The scullery window presented no difficulties, and he was glad of the fog. The only real risk on a clear night was that he might be seen getting in. The fog made him feel perfectly safe, and he would not have to return this way, since he was supposed to be working in the library and could leave the house by the front door.

He reached the library without incident. He had now to decide what he was going to do with the papers. Properly speaking, they should be in the safe. But if he put them there, it would be an admission that he had opened the safe. An admission to whom? To whoever had planted the papers in his room. Was it Mannister? He couldn't tell. No, it couldn't be Mannister. Well, if he was sure that it wasn't Mannister, there was only one thing to be done, and that was to go to Mannister and say, “Look here, sir, someone put your keys in my pocket and your papers in my room.” Oh Lord—how thin it sounded! And he wasn't sure. He wasn't sure about anything. It put him in mind of being out in the dusk of a summer morning before the sun was up, and the air full of gossamers that brushed your face and hands. They floated unseen and touched you, and you knew neither where they came from nor why they came. They were neither to be grasped nor followed, but the dark air was full of them. That was what this was like—floating threads that touched you in the dark—floating threads—floating snares. …

The papers would have to go into the safe. He could think of nothing else to do with them. He locked them away, and was glad to be rid of them. As to the keys, he slipped them into the left-hand top drawer of Mannister's writing-table.

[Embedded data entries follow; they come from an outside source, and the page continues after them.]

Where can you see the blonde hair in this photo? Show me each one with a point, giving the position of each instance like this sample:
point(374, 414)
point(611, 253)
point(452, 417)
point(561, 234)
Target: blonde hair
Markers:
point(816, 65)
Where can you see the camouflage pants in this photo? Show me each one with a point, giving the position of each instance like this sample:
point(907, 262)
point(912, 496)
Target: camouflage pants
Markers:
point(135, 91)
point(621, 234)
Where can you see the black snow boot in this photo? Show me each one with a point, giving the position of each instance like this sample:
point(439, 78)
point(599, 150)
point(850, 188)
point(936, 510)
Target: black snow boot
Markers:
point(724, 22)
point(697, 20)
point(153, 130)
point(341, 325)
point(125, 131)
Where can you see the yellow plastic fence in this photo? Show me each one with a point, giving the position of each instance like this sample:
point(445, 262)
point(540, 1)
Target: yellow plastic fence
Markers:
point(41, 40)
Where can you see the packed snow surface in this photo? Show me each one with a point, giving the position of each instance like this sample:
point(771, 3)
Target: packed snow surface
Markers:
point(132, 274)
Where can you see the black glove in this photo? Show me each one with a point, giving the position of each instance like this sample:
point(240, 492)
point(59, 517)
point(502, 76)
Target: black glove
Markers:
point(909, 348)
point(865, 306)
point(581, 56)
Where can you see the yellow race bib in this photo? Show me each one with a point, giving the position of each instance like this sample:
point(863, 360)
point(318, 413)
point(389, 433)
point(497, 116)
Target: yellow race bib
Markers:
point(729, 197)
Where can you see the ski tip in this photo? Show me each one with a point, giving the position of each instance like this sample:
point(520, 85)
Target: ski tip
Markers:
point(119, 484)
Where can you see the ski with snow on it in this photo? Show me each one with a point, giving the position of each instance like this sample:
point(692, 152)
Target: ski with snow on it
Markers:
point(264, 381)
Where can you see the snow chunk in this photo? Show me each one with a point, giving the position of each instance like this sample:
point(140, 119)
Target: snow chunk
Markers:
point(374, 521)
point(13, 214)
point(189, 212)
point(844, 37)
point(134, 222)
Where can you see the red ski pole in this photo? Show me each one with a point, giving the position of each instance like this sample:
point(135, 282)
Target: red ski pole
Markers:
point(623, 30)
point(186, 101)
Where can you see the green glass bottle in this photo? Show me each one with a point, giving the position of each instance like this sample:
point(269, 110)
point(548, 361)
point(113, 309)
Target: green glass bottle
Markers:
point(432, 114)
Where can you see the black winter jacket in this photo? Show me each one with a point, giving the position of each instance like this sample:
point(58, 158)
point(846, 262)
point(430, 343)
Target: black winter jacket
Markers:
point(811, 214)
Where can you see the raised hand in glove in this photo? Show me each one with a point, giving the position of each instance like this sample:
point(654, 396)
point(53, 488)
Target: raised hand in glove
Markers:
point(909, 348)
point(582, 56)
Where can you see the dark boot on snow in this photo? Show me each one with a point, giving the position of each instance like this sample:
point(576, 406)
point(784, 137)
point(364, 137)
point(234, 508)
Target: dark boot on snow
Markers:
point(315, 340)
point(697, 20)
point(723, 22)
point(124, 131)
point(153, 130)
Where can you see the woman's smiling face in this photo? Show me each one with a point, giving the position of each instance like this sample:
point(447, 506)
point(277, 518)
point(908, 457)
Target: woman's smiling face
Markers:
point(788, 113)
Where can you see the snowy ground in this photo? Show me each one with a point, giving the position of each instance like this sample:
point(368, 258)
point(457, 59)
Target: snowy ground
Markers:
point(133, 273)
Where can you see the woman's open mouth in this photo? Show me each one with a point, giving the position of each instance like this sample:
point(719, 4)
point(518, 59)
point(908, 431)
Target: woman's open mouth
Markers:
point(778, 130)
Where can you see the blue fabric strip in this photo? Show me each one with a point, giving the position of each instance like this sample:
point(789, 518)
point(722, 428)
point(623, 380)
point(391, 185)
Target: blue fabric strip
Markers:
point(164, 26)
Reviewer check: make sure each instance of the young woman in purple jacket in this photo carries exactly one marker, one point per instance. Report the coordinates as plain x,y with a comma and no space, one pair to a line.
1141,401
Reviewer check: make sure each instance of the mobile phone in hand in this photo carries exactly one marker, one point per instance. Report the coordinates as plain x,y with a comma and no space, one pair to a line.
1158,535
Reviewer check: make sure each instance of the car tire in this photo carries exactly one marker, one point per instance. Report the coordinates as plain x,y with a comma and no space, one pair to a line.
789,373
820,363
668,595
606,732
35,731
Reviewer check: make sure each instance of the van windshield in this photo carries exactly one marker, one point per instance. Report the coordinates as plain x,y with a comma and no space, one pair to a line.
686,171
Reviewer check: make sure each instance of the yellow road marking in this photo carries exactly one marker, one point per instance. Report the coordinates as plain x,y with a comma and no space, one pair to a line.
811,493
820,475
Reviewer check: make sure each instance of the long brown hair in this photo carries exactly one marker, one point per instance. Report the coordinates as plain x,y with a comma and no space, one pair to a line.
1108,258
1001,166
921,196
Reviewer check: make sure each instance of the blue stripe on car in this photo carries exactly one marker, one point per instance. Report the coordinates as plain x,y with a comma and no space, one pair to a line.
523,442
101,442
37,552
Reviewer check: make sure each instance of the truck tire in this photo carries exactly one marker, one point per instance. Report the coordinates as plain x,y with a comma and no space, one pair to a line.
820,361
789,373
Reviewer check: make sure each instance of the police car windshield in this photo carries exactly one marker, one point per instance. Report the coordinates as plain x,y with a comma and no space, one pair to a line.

If Mannister was clear of this foul business, he could only think he had put them there inadvertently, and if he wasn't clear, he would get a jolt which would be all to the good.

Jeremy thought about the jolt with satisfaction. Somebody was going to get it all right.

He went home by way of Tilt Street. The fog was thinning a little as the night grew colder. He could just see the street-lamps like blurred yellow cocoons with ragged edges of light fraying off into the thick dark. He remembered keeping silkworms when he was ten, and the way the raw silk clung to your fingers when you tried to unwind the cocoons. He remembered being very proud of a deep golden cocoon. Most of them came straw-coloured, but this was almost orange. These lamps in the fog put him in mind of it.

He came into Nym's Row and slipped his key into the lock. Mr John Brown's window still showed a light. Jeremy opened the door and went upstairs as cautiously as if he had really been a burglar. A steady duet of snores came from the Walkers' room. He shut his door and went to bed.

He had been asleep for half an hour when Mr Brown dropped from the wall of No. 1 Tilt Street and, crossing Mr Mannister's garden, climbed from the far corner of it into Mrs Beamish's yard. He went in through the scullery door, which he locked behind him, and so up to the room where his gas had been burning wastefully for half the night. He had the air of a man who has done a good day's work.